New York sex offenders purged from Facebook and MySpace
NEW YORK (AP) — New laws passed in 25 states are making it easier for social networking giants Facebook and MySpace to purge their membership lists of convicted rapists, gropers and child molesters.
More than 3,500 offenders registered in New York have been kicked off the two popular Web sites in the months since the state implemented a law requiring sex- crime convicts to register their e-mail addresses, as well as their dwellings, attorney general Andrew Cuomo announced Tuesday.
Both MySpace and Facebook have long had policies banning sex offenders, and have routinely used state registries in the past to block tens of thousands of convicts from joining.

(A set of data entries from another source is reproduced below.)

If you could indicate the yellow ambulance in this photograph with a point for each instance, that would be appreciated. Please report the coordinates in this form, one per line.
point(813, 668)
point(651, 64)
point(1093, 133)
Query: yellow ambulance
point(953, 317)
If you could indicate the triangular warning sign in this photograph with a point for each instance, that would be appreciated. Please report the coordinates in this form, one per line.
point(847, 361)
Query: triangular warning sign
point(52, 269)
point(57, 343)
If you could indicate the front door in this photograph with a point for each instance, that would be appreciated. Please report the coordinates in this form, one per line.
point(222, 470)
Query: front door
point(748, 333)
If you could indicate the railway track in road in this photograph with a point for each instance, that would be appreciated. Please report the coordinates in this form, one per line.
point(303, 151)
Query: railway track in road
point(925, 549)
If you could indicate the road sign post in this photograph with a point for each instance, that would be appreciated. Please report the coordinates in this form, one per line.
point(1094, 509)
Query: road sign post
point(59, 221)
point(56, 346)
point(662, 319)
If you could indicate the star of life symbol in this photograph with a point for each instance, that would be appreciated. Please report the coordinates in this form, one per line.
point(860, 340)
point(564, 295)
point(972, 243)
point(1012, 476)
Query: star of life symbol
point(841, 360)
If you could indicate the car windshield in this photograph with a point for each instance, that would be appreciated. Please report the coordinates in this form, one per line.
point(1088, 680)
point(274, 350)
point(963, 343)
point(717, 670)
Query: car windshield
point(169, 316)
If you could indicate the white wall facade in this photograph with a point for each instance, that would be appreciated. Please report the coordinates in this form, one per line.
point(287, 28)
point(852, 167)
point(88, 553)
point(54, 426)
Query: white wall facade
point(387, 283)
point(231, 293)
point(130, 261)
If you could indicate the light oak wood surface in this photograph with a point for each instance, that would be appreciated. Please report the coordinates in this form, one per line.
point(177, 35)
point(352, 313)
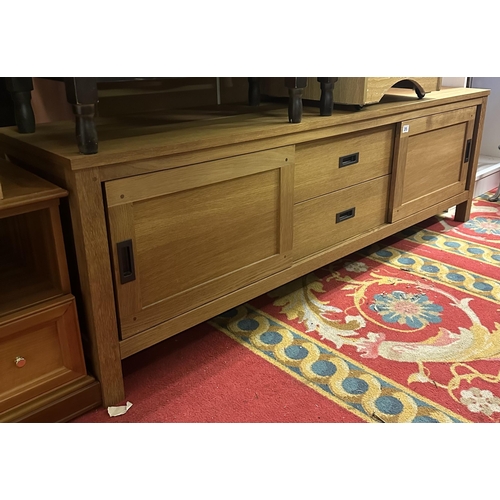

But the task of identifying convicts among millions of users has been both tricky and labor intensive, and the companies said Tuesday that New York’s new law and others like it are streamlining the process.
“Our program was very successful, but we wanted to add an extra layer of protection,” said Hemanshu Nigam, chief security officer of MySpace and its parent company, News Corp.
Over the past two years, half the states have passed sex-offender e-mail registration laws similar to the one now in place in New York.
Congress has also passed a law creating a national sex-offender e-mail registry, although it has not yet been implemented. The details of the system are still being developed by the U.S. Justice Department.
The registries are intended to solve a series of obstacles to efforts by social networking sites to keep offenders from enrolling.